I would call it an anaerobic threshold workout pushin the threshold but more aerobic power supporting faster running.
The length of the intervalls can be quite long and even a tempo at that pace is possible 20-25 min
I would use it to make variations to the workouts around 10k/threshold work. -
CV seems like a great way to transition from Threshold to VO2 workouts. Also, as a “warmup” for VO2 workouts. However is doing it every week really necessary? Especially during base training?
Something like this weekly over a 6 month cycle...
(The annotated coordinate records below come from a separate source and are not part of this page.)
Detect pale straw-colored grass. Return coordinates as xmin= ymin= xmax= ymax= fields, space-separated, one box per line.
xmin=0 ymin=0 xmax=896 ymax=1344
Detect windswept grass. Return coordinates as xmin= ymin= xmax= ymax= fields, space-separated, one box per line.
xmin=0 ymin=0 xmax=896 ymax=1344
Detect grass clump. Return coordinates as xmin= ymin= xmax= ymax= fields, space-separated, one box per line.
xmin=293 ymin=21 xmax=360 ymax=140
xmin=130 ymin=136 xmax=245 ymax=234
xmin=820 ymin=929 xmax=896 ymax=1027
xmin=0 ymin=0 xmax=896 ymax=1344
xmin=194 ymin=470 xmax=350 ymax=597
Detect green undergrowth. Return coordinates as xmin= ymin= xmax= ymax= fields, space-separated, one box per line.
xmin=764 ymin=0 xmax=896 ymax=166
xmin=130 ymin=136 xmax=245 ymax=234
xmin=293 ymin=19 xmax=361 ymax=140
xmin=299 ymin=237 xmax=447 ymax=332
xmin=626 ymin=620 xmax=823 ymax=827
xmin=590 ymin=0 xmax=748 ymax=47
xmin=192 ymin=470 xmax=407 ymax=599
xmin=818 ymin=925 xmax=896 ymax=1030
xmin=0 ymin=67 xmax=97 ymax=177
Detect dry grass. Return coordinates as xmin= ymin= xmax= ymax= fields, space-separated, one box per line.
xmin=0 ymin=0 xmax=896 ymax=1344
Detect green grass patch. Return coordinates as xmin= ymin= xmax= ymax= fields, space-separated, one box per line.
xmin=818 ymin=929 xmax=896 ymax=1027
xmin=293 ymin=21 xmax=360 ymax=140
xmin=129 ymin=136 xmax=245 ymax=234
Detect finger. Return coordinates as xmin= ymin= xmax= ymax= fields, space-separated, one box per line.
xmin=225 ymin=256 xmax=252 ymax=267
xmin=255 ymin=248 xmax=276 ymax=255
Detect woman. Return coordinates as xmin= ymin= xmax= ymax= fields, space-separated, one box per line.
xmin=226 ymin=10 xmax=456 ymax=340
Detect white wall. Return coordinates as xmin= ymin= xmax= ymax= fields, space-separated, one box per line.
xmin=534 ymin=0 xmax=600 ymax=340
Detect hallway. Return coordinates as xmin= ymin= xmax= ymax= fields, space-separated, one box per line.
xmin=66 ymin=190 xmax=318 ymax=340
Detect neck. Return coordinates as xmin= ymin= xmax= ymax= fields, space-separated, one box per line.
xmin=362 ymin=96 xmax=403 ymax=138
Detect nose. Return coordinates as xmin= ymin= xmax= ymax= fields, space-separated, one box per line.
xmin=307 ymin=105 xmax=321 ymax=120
8 x 1k @ Threshold during 3 month base
8 x 1k @ CV for 1 month transition
3 x 1k @ CV + 5 x 1k @ VO2 for 2 months -
Sorry wrote:
CV seems like a great way to transition from Threshold to VO2 workouts. Also, as a “warmup” for VO2 workouts. However is doing it every week really necessary? Especially during base training?
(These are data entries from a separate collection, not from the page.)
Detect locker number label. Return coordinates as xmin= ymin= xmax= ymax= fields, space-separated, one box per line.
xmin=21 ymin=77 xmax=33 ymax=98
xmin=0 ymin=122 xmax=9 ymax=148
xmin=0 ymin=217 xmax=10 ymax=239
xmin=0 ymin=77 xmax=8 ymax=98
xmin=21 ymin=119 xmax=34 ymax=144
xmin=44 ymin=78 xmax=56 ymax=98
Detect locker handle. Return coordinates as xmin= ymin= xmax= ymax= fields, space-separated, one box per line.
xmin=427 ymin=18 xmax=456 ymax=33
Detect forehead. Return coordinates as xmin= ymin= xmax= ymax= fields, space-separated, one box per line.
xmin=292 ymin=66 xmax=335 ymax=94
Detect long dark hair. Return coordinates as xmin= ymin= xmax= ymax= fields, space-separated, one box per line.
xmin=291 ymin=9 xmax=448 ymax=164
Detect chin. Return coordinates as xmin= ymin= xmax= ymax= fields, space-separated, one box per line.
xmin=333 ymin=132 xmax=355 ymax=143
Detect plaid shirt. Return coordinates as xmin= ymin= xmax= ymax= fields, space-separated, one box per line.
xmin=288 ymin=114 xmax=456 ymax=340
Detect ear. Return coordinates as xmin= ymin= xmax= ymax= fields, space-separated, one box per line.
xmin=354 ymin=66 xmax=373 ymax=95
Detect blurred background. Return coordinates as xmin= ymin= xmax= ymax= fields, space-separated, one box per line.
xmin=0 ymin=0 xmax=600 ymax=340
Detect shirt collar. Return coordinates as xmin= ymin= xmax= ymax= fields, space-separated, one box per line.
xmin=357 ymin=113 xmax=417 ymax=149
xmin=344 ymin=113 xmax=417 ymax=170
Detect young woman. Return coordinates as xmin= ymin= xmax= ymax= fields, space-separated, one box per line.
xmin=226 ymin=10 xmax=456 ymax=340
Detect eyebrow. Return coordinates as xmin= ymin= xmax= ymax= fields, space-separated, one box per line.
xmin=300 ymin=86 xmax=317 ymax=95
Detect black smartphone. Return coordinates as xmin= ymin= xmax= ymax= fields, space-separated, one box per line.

Something like this weekly over a 6 month cycle...
8 x 1k @ Threshold during 3 month base
8 x 1k @ CV for 1 month transition
3 x 1k @ CV + 5 x 1k @ VO2 for 2 months
what kind of rest between reps? -
Canefis wrote:
Sorry wrote:
CV seems like a great way to transition from Threshold to VO2 workouts. Also, as a “warmup” for VO2 workouts. However is doing it every week really necessary? Especially during base training?
Something like this weekly over a 6 month cycle...
8 x 1k @ Threshold during 3 month base
8 x 1k @ CV for 1 month transition
3 x 1k @ CV + 5 x 1k @ VO2 for 2 months
what kind of rest between reps?
About a minute for the Threshold and CV but 1-3 minutes for the VO2 -
Sorry wrote:
Canefis wrote:
Sorry wrote:
CV seems like a great way to transition from Threshold to VO2 workouts. Also, as a “warmup” for VO2 workouts. However is doing it every week really necessary? Especially during base training?
Something like this weekly over a 6 month cycle...
8 x 1k @ Threshold during 3 month base
8 x 1k @ CV for 1 month transition
3 x 1k @ CV + 5 x 1k @ VO2 for 2 months
what kind of rest between reps?
About a minute for the Threshold and CV but 1-3 minutes for the VO2
Mcmillan suggest more rest for 10K workouts, can somebody explain to me? -
Sorry wrote:
CV seems like a great way to transition from Threshold to VO2 workouts. Also, as a “warmup” for VO2 workouts. However is doing it every week really necessary? Especially during base training?
Something like this weekly over a 6 month cycle...
8 x 1k @ Threshold during 3 month base
8 x 1k @ CV for 1 month transition
3 x 1k @ CV + 5 x 1k @ VO2 for 2 months
The question is why not do it every week? What are you worried about? The whole point of CV pace is that it is easily tolerable and you can crank it out week after week. And it is easy enough that you can do a threshold workout earlier in the week.
And obviously you can mix stuff up. Maybe in your base you go 5 threshold workouts, 3 CV, and 1 VO2. and then the last 3 months you go 2 threshold, 6 cv, 4 vo2. Or any of a number of variations. -
Canefis wrote:
Mcmillan suggest more rest for 10K workouts, can somebody explain to me?
Why not ask him? Aren't you paying for his coaching?